For soon-to-be former Unite boss Len McCluskey, a return to the vision of Jeremy Corbyn was swiftly required. Sir Keir Starmer was already a busted flush and it was time to bring true socialism back, he opined.

Lord Adonis agreed that Sir Keir’s time was up, but it was the victorious majesty of Tony Blair that Labour needed to invoke in order for the party to become electable again.

They may well be right that Sir Keir isn’t the one, after all he looked and sounded like a broken man in the interviews he clearly didn’t want to do after his party had been battered in Hartlepool.

But like the vast majority of Labour politicians and officials, neither of them have a clue how to make Labour electable again.

Labour’s problems are many.

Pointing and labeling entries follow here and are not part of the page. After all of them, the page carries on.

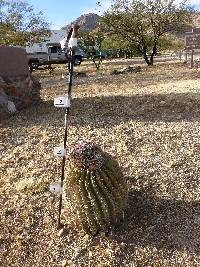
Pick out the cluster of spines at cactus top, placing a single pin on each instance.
(98, 188)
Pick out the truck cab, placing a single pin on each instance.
(54, 55)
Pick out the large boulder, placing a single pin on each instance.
(18, 88)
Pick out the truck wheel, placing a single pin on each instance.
(33, 65)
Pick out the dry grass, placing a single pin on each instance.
(150, 122)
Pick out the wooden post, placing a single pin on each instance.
(192, 59)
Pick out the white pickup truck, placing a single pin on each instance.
(54, 56)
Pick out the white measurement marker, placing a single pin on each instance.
(56, 188)
(62, 102)
(59, 151)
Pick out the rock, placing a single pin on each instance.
(18, 92)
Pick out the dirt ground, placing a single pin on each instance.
(150, 122)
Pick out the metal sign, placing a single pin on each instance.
(59, 151)
(62, 101)
(56, 188)
(192, 41)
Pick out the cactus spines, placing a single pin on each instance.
(96, 186)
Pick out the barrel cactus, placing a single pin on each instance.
(97, 188)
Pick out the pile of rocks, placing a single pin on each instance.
(18, 92)
(126, 70)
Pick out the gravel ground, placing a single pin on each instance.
(149, 122)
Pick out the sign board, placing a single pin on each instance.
(192, 41)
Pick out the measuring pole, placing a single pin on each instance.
(64, 101)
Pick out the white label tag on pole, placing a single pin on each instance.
(59, 151)
(56, 187)
(62, 101)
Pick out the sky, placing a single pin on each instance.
(62, 12)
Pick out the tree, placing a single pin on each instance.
(91, 43)
(19, 24)
(143, 23)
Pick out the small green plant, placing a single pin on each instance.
(97, 188)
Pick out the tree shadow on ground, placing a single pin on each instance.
(166, 224)
(108, 111)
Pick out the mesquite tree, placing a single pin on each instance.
(91, 43)
(20, 24)
(143, 23)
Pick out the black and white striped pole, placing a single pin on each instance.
(70, 44)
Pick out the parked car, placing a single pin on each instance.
(54, 56)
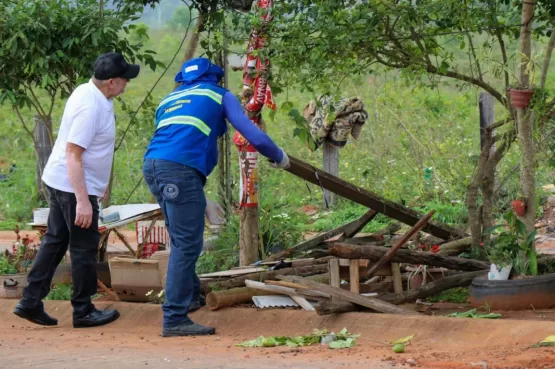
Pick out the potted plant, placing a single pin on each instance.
(14, 266)
(520, 96)
(512, 245)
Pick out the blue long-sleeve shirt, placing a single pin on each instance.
(233, 112)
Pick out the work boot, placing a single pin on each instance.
(188, 329)
(197, 305)
(96, 318)
(37, 316)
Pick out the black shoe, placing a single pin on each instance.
(37, 316)
(190, 329)
(96, 318)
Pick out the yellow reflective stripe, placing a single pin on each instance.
(199, 92)
(186, 119)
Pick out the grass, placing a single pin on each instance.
(410, 130)
(457, 295)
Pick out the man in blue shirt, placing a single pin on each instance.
(181, 154)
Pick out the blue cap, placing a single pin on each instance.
(199, 69)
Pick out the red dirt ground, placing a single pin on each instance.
(134, 341)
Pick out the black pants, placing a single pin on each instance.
(83, 247)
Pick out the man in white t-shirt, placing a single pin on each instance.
(77, 175)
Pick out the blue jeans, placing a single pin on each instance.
(179, 191)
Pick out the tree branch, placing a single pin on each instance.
(24, 125)
(547, 60)
(474, 56)
(498, 124)
(487, 87)
(503, 55)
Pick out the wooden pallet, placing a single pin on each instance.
(352, 269)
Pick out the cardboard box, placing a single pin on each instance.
(133, 278)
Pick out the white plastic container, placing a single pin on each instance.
(499, 275)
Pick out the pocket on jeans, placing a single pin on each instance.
(180, 190)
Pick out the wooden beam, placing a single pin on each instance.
(340, 294)
(400, 243)
(350, 228)
(348, 251)
(368, 199)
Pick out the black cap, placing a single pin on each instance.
(113, 65)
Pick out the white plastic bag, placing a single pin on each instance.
(499, 275)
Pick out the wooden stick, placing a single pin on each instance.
(263, 276)
(145, 238)
(122, 238)
(315, 241)
(348, 251)
(406, 237)
(221, 299)
(107, 290)
(369, 302)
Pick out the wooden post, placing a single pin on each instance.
(335, 280)
(43, 148)
(354, 279)
(331, 165)
(487, 116)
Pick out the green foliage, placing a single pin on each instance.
(344, 339)
(458, 295)
(52, 45)
(181, 18)
(513, 245)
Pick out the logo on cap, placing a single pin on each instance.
(191, 68)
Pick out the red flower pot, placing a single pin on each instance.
(520, 98)
(519, 207)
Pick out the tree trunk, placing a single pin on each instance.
(525, 122)
(331, 166)
(374, 253)
(248, 236)
(487, 118)
(43, 149)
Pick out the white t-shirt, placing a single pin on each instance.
(89, 122)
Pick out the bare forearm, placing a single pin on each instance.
(76, 175)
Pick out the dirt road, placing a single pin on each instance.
(134, 342)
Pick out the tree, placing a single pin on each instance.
(49, 47)
(318, 43)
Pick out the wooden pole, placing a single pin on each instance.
(403, 240)
(43, 142)
(331, 166)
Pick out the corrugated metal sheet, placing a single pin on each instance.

The party is obsessed with pandering to members’ demands to the point where the wider electorate is ignored and often patronised.

It professes to be the party of the working class, yet peddles a London-centric worldview that makes such a sentiment seem laughable.

It is a sad indictment on Labour’s current state that the most enthused many of the party’s MPs have been over the last 12 months was when statues were being pulled down.

All of this partly explains why the Conservatives are now miles ahead in places such as Dudley, Walsall and Cannock Chase, and why Labour has lost ground in strongholds including Sunderland and Sandwell.

It certainly doesn’t help that the party keeps on making the same mistakes, over and over and over again.

Take the election for West Midlands Mayor, for example.

In 2017 they picked a career politician in Sion Simon, who ran a campaign so atrocious that it was almost as if he was trying to lose.

Having lost to Andy Street, Labour came up with Liam Byrne for this year’s election, another career politician who in his time as an MP in Birmingham’s most deprived constituency has achieved nothing of note.

Mr Byrne’s campaign was possibly even more wretched than the 2017 debacle (which he also worked on, incidentally), so it was little surprise that he slumped to a heavy defeat.

Meanwhile up in Hartlepool – where 70 per cent of people voted for Brexit – Labour put up staunch Remainer Paul Williams, who had been turfed out of another big Leave constituency Stockton South in 2019.

Same old Labour of the past decade, always saying that lessons will be learned, but never actually learning anything.

Heading into these elections, Labour’s main plan of attack was to hope that enough voters would be appalled by the BBC-led uproar over the redecoration of the PM’s flat.

If that is all Sir Keir has to offer, then he might as well give up now.

Here’s one lesson the Labour leader would be wise to take on board, should he stick around long enough to fight another day.

Never think you have reached rock bottom, because there are always deeper depths to plumb.